Ani bir kararla doğruldum. Mutfağa geri döndüm. Annem tam ağzını açmıştı ki o konuşmadan lafa girdim.
Anne, tütsülerimi ve aldığım şifa taşlarını nereye koyduğumu biliyor musun?
Tütsü mü, dedi annem kaşlarını kaldırırken. Mimiklerinden endişe akıyordu.
Evet, dün almıştım ya hani, dedim sabırsız bir şekilde.
Sen dün dışarı çıkmadın, dedi şüpheci sesiyle.
Nasıl çıkmadım, diye sordum. Basbayağı çıkmadın, diye cevap verdi. Panik olmuş bir şekilde konuştum.
Ya anne hani eve girdim, sen de yeni girmiştin, dedin ki bunlar ne, ben de dedim sena söyledi odaklanmaya faydalıymış. Hatta sen de dedin ne ilginç huyların var.

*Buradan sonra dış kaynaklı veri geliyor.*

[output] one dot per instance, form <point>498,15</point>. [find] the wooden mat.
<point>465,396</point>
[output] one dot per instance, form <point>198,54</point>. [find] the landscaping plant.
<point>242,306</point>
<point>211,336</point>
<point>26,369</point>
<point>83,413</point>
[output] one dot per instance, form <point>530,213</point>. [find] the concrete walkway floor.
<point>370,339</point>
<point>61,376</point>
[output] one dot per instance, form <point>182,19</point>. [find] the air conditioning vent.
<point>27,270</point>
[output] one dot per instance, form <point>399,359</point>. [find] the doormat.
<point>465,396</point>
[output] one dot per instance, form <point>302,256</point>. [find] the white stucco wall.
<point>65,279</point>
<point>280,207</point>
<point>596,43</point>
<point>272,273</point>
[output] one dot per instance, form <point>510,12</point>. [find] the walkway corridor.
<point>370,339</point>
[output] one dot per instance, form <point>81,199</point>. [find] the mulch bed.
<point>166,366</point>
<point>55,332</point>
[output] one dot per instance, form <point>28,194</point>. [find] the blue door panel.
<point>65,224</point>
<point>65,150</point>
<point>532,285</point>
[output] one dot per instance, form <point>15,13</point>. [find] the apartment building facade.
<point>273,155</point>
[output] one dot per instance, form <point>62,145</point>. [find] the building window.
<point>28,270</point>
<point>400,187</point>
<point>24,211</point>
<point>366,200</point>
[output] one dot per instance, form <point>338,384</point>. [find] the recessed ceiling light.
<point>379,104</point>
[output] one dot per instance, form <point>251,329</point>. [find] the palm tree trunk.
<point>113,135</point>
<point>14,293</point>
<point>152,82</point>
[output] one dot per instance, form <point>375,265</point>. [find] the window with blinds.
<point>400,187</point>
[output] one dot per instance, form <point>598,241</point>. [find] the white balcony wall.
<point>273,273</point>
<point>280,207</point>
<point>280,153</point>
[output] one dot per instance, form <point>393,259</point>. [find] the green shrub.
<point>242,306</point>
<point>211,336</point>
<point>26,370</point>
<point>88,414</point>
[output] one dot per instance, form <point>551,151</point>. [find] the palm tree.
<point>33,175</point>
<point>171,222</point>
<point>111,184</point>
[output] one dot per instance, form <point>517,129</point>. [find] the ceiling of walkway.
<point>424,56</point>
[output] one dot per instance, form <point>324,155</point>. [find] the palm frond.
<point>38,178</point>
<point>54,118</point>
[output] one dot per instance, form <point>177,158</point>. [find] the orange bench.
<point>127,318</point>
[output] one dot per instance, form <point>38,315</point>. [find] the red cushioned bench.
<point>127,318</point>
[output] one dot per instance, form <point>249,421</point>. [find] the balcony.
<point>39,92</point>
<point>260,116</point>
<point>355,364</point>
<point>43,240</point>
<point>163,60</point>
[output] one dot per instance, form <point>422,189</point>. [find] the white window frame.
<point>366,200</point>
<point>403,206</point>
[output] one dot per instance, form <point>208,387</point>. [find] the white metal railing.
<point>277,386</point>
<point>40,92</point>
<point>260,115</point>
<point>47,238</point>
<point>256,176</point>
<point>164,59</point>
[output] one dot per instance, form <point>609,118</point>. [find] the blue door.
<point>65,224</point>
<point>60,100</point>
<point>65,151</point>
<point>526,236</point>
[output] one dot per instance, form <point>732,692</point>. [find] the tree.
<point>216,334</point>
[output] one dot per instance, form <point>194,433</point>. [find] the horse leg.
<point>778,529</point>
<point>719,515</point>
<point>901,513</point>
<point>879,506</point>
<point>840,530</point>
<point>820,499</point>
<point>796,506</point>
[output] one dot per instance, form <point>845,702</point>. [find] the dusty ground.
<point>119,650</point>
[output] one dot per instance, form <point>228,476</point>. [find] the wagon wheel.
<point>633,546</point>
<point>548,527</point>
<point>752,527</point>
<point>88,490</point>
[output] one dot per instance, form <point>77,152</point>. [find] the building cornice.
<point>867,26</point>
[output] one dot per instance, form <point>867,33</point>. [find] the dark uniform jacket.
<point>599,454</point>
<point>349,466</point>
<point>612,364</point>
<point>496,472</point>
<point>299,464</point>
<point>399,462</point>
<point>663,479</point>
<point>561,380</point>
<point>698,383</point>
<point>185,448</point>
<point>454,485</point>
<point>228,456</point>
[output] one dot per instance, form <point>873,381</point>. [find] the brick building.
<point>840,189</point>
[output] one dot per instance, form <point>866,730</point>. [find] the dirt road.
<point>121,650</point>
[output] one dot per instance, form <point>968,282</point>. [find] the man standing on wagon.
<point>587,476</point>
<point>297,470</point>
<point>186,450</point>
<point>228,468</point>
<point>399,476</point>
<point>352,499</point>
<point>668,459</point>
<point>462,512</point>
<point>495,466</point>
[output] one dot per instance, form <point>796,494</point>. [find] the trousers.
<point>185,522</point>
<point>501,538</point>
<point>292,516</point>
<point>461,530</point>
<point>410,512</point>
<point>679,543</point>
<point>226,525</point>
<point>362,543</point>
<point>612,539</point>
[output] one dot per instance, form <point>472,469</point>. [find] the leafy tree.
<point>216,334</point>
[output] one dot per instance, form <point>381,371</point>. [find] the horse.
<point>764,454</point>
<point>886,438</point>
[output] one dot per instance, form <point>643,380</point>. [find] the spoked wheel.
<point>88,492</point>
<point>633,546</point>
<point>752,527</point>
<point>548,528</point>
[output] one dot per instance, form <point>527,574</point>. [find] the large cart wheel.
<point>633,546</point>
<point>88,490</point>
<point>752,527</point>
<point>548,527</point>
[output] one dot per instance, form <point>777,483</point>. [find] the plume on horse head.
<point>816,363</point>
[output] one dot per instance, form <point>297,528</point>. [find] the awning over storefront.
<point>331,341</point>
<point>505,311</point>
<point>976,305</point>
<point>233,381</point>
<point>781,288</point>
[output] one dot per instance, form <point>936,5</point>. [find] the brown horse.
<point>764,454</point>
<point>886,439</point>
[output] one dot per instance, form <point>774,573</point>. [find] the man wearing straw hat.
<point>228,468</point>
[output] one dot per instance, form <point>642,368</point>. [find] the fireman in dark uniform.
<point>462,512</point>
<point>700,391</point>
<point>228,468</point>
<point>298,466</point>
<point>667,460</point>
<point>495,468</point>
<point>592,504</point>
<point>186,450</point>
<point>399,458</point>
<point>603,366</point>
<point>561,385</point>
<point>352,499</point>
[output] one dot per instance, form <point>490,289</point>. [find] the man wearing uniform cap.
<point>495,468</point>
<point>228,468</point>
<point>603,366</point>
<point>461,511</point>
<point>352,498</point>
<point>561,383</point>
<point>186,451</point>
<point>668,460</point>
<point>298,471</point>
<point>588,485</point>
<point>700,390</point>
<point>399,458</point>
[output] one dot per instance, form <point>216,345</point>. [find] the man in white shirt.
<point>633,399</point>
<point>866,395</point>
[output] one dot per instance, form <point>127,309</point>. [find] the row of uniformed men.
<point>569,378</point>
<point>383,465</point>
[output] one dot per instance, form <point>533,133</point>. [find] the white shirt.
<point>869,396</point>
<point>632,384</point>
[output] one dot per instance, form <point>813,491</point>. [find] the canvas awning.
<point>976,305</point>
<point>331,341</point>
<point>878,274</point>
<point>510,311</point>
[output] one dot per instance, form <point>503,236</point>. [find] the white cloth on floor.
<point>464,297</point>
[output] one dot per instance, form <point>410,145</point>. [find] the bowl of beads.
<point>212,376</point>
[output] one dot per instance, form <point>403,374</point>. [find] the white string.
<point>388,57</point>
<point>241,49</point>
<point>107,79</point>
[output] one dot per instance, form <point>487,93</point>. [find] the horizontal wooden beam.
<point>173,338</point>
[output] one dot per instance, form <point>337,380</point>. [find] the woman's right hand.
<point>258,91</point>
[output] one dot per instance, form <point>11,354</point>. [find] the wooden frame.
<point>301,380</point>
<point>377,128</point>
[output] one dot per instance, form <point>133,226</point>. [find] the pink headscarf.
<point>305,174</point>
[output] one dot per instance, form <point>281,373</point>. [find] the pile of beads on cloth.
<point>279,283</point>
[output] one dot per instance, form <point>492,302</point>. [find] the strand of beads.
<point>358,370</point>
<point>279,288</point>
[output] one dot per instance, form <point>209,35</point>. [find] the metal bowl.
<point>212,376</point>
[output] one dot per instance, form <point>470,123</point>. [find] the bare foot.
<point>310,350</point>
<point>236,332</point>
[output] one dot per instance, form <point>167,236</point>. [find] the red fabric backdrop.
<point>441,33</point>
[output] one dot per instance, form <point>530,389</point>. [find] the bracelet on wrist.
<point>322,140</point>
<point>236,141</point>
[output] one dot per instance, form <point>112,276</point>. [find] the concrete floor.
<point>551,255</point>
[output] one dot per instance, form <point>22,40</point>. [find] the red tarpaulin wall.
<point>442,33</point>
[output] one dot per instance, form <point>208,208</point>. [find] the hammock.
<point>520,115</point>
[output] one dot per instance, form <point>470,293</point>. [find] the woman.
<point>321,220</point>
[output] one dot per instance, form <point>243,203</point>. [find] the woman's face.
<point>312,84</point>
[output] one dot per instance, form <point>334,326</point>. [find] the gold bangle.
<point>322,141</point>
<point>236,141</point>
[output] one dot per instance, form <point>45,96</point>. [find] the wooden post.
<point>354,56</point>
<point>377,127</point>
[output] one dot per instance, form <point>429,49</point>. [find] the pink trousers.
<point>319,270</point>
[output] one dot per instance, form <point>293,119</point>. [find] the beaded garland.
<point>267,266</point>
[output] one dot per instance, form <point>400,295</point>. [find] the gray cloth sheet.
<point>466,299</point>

Annem omuzlarımı nazikçe kavrarken konuştu.
Tatlım ateşin olduğu için halisülasyon görmüşsün ya da gördüğün rüyaları gerçek sanıyorsun, haydi üzme anneni canım, hadi dinlen, hele bir düzel fark edeceksin her şeyi.
Beni yatağıma götürmesine ve yatırmasına izin verdim. Annem odadan çıktıktan sonra tuttuğum gözyaşlarımın özgürlüklerine kavuşmalarına izin verdim.
Ben düzelmeyi istemiyorum, Akad'ı istiyorum, diye fısıldayarak hıçkırıklara boğuldum.
Akad varsa ve onu kaybettiysem, Akad yoksa ve onu uydurduysam, Akad yoksa ve o bir rüyadan ibaretse olmak üzere üç tane senaryo vardı kafamda ve hepsi de canımı yakıyordu.
Yavaşça gözlerimi araladım ve elini alnıma koymuş olan annemle göz göze geldim. Kendimi on yıl boyunca uyumuş gibi hissediyordum. Bugün daha iyiyim, diyerek doğruldum. Gerçekten çok daha iyi hissediyordum. En azından kafam yerindeydi.
Annem mutluluk saçan gözlerle ateşin de yok zaten, dedi.
Okula gidebilirim o zaman, diye ekledim. Sınava günler kalmıştı ve ben tembellik yapıyordum. Gerçi pek tembellik sayılmaz, diye ekledi iç seslerimden biri.
Annem kafasıyla duvardaki saati gösterdi. Saat 12 mi dedim sesimin şaşkın ve cırtlak çıkmasına aldırmadan. Evet, dedi annem beni onaylayarak. O zaman yarına artık, diyerek yatağa gömüldüm. Annem, gayet iyisin, artık basla bakalım çalışmaya, diye ekledi çıkarken.
Daha sonra koridordan, kahvaltımı yarım saate hazırlayacağını söyleyen sesi duyuldu.
Ayağa kalktım ve aynanın karşısına geçip kendimi inceledim. Ağır bir hastalık geçirmiş olmanın bana yarayan tek yanı kilo vermiş olmamdı. Mezuniyete kadar bunu korursam tamam, diye düşündüm içimden.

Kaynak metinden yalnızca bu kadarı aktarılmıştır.